The Archbishop of Jos, the capital city of Plateau State in Nigeria, has told Premier that the violence in the middle belt states is not subsiding.
Release International, a charity that supports persecuted Christians, say there have been 6,000 deaths in the first six months of this year alone.
Last month, militants chanting Allahu Akbar killed dozens of Christians in a market place in Kaduna and burnt down a church. The death toll is said to have exceeded 50.
Archbishop Benjamin Kwashi, during a trip to the UK, told Premier he didn't know who the Fulani herdsmen were but he did know that: "they're killers, they're merciless, they slaughter mainly, they shoot, they burn down churches, they burn down homes, they destroy farm lands and they occupy wherever they've conquered."
Archbishop Ben said he is in the UK to raise awareness of the fact that the herdsmen are killing in mainly Christian areas, apparently for no reason.
He said: "They've been doing this for nearly two years and not much has been done to stop them. We are calling on the Nigerian government to rise up and protect the poor, to rise up and protect the Christians. These people are well-armed and they can carry out these evils without hindrance.
"It is way after they have done their evils that security agencies come afterwards and, so far, we do not know of any sentences passed on them, or judgements or arrests even."

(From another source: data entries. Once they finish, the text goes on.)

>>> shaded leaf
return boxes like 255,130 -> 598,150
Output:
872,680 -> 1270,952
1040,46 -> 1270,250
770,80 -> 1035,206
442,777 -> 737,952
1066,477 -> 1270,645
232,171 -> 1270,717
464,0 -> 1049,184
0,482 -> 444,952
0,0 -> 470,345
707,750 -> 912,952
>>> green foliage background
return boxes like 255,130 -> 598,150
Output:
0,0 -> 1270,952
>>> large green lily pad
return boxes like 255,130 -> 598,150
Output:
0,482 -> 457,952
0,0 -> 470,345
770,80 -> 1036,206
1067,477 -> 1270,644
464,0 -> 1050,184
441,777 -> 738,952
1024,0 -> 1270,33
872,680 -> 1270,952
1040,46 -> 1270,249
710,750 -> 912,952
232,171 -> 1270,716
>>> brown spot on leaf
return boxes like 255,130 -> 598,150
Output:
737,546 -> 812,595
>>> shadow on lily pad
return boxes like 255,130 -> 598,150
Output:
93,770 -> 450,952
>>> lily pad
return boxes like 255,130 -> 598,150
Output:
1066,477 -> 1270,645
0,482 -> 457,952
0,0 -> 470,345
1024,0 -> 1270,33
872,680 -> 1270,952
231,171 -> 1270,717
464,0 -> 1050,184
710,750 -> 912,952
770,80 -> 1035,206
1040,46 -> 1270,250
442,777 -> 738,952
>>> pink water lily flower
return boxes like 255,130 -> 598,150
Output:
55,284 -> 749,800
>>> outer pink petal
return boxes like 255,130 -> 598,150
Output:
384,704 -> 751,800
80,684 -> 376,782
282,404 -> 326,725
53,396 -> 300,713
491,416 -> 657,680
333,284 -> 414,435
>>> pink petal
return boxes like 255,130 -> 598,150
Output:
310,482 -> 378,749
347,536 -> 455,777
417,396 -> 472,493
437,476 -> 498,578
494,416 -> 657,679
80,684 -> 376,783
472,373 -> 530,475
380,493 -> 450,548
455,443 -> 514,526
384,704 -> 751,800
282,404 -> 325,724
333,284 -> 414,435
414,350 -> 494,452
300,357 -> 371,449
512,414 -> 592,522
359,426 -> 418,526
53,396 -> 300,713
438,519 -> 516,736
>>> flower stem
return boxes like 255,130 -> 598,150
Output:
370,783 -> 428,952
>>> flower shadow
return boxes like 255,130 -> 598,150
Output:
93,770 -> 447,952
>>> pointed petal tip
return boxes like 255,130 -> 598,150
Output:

Regarding the Nigerian President Buhari, the church leader commented: "We had high hopes of him, being a military man and being the man that we know who is not a greedy person...and yet these kinds of evils have befallen us."
He added that there is a lot of apprehension about the upcoming elections, saying they know there will be violence.
Kwashi asked for prayer for those who are alive now, saying they are "down and out" and are impoverished from the destruction of their farms and many have become beggars or orphans.